It's been over a decade since my daughter's birth, 6 years since I began my work as a doula, but I've been viewing the world from behind the lens since I was younger than my daughter is today. I can still vividly remember the first time I held my Mother's Minolta 35mm film camera in my hands. My fascination with photography soon blossomed from a casual hobby into my life's greatest passion. I followed my path as an artist and capturer of the human experience from my high school darkroom to an intensive summer program at the School of the Art Institute of Chicago. I then followed my dream down to Austin. And then it happened.

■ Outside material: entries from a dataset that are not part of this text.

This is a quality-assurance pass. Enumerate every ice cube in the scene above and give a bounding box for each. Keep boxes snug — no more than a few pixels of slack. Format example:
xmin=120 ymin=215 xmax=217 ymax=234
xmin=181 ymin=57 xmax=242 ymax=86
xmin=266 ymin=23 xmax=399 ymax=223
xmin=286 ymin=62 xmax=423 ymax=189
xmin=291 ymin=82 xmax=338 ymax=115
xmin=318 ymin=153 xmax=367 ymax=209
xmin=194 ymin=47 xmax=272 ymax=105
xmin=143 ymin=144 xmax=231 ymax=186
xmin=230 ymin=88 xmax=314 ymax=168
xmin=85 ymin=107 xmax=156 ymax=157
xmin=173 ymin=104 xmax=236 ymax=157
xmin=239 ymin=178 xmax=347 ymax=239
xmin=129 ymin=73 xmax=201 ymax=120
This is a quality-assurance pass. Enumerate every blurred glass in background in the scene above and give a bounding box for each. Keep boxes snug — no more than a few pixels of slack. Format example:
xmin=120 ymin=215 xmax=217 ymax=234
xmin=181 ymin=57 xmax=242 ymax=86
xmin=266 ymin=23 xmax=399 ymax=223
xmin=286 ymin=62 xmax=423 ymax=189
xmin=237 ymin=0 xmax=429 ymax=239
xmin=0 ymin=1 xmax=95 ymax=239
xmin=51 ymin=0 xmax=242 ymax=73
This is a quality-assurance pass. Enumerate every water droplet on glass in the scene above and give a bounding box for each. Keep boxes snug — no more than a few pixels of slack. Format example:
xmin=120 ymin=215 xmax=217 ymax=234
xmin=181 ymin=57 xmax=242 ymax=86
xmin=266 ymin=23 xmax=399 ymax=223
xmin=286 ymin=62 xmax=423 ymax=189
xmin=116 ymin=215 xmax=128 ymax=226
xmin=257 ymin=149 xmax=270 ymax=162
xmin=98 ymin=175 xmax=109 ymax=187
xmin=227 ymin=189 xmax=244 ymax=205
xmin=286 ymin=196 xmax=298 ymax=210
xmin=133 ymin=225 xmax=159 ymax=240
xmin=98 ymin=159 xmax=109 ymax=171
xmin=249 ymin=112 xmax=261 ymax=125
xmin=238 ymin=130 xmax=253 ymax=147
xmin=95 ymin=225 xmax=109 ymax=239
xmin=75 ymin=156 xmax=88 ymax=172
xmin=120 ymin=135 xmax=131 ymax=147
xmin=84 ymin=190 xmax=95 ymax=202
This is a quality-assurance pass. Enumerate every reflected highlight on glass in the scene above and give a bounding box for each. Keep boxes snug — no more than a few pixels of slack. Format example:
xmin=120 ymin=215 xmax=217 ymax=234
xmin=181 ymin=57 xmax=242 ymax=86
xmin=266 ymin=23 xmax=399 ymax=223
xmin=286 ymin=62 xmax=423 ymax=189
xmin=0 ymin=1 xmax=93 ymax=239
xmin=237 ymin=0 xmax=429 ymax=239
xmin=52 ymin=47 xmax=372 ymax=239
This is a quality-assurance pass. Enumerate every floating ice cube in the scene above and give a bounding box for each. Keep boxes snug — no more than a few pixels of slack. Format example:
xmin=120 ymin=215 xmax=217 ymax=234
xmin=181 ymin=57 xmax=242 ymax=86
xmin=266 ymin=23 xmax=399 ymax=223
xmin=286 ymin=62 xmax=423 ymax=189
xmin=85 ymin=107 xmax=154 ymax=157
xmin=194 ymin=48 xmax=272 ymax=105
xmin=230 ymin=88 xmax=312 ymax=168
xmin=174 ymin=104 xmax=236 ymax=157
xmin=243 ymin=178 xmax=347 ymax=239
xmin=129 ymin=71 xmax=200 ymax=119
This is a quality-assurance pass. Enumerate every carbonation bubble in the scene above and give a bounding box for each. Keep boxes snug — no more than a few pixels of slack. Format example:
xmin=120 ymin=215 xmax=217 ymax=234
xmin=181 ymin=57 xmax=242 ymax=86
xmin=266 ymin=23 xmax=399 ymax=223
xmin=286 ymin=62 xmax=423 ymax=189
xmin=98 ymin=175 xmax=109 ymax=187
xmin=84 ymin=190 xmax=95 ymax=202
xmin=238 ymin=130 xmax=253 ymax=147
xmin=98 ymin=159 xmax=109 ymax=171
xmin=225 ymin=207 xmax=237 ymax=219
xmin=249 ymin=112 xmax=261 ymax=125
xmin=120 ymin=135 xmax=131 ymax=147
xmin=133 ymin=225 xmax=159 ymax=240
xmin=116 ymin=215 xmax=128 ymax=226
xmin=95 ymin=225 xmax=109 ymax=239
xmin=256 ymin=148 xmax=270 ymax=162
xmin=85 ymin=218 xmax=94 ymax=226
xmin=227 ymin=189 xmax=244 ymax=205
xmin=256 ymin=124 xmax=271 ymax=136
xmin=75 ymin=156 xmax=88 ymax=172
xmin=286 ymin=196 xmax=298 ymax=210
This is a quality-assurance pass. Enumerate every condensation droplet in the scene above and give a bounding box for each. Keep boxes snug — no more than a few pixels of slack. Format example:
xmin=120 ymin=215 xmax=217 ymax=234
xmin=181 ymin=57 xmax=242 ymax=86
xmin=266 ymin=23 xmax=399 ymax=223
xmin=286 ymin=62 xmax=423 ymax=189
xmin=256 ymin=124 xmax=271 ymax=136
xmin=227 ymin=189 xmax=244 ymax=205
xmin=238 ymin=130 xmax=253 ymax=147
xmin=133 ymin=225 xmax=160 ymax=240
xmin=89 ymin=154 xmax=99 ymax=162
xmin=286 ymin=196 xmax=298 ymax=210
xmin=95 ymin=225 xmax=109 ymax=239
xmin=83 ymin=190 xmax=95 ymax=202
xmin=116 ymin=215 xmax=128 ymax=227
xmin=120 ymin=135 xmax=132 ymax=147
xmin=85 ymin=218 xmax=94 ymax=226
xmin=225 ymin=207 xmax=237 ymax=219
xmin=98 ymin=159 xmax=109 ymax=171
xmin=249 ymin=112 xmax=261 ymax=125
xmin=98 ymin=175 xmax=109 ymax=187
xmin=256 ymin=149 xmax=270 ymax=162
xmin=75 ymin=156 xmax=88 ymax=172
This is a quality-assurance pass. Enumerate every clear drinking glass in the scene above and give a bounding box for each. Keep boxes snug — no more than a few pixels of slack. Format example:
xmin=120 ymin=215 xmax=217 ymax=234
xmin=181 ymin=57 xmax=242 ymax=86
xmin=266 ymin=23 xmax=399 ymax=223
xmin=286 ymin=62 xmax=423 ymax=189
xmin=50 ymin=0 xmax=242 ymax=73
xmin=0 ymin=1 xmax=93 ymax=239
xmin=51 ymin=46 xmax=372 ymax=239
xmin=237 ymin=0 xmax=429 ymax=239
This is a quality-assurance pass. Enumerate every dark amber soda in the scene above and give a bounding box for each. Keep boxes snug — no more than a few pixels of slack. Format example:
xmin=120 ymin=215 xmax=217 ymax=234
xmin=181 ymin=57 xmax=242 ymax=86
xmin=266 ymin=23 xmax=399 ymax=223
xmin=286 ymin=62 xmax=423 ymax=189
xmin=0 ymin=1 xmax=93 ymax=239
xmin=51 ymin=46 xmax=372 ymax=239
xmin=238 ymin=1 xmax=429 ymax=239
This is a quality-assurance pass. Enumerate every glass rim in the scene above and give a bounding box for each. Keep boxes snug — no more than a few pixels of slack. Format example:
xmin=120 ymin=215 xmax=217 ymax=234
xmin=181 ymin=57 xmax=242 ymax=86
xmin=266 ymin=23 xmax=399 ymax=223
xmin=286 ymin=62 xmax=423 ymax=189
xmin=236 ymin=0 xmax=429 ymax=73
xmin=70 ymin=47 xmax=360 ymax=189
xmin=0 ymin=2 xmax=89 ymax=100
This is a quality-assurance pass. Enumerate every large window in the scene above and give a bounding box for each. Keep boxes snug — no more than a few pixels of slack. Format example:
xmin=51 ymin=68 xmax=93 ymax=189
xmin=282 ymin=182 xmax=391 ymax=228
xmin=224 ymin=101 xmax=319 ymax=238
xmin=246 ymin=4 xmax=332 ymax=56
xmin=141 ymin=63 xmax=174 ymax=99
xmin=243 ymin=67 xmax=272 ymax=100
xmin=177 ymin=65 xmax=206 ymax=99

We got pregnant. We were young, broke, fully unprepared, but already so in love with each other and our baby. I put everything on pause. My education, my plans to travel, the years I thought we'd have on the front end of our partnership before kids, and of course, my photography career. Yet it didn't feel like a sacrifice. I knew from the moment the + appeared on my pregnancy test that our Julia Faye was supposed to be here, and that I was supposed to be her mama.

I went into labor on a Monday evening at home with my now husband, my mother, and our dogs in our little Hyde Park bungalow. We ate, drank tea, laughed, and reminisced. I hopped in the shower, and then spent a lot of time in the tub, listening to music as I got used to my early labor contractions. A friend of mine who was a birth doula & retired midwife came over to check my cervix, and I continued to labor at home. After a while I began to get a little nervous, so we headed to the hospital in hindsight quite prematurely. I eventually got to nearly 9 cm dilated, unmedicated, and stayed there. I was pressured by the doctors and nurses to begin Pitocin, and with that my birth plan went out the window. I wasn't planning to continue without the epidural with the increased intensity of the contractions that came with the addition of this medication. Things then began to progress quickly after that as I tried to process through the loss of what I wanted for my birth as well as the sensation of the epidural. I pushed for roughly 3 hours before they decided they needed to use the vacuum extractor to bring our sweet baby girl earth side. Another thing I was really hoping to avoid. But then she was here. A big healthy cry, and there was our Julia Faye, starring up at me from my chest. She was the most beautiful thing I’d ever seen. We soon had a blissful first experience with her first latch & nursing session, and then it was time to rest.    

However, I somehow couldn't. After a 36-hour labor, with an exhausted mind & body, I found myself wired. After I finally crashed, a crippling depression set in that would last over a year. With my mom, aunts, and grandmother thousands of miles away, I'd watch my partner go off to work each day, and I'd be left alone in what felt like complete isolation even though my beloved daughter was right by my side. I was ultimately hospitalized after a severe mental health crisis and diagnosed with severe postpartum depression as well as bipolar 1 which I would be left to manage for the rest of my life. It was then that I knew for sure, although I had already explored the possibility, that I wanted to become a postpartum doula and one day document the experience of birthing people through my photos. It took some time, but I completed my doula training with DONA, and later Austin Baby Guru, in the spring of 2018 and hit the ground running beginning a mentorship program and building my business full time. I found so much joy & healing in helping others through such a sacred yet trying chapter in the life of their families, I and feel privileged to do so to this day. By the beginning of 2024, the time was right for me to pick my camera back up and start down my path towards becoming a birth photographer. I began a training course with Birth Becomes You, and will be shooting my first birth at the end of the summer. In each visit to a family postpartum and with each image I capture at a birth, I strive to hold space, honor, and support the unique and beautiful lived experience of new parents. I can still feel my mother’s old camera in my hands every time I pick up my own and reflect on my own birth & postpartum experience as I walk into any birth space or family home. I am beyond blessed & grateful to be able to do this work, and I cannot imagine doing absolutely anything else.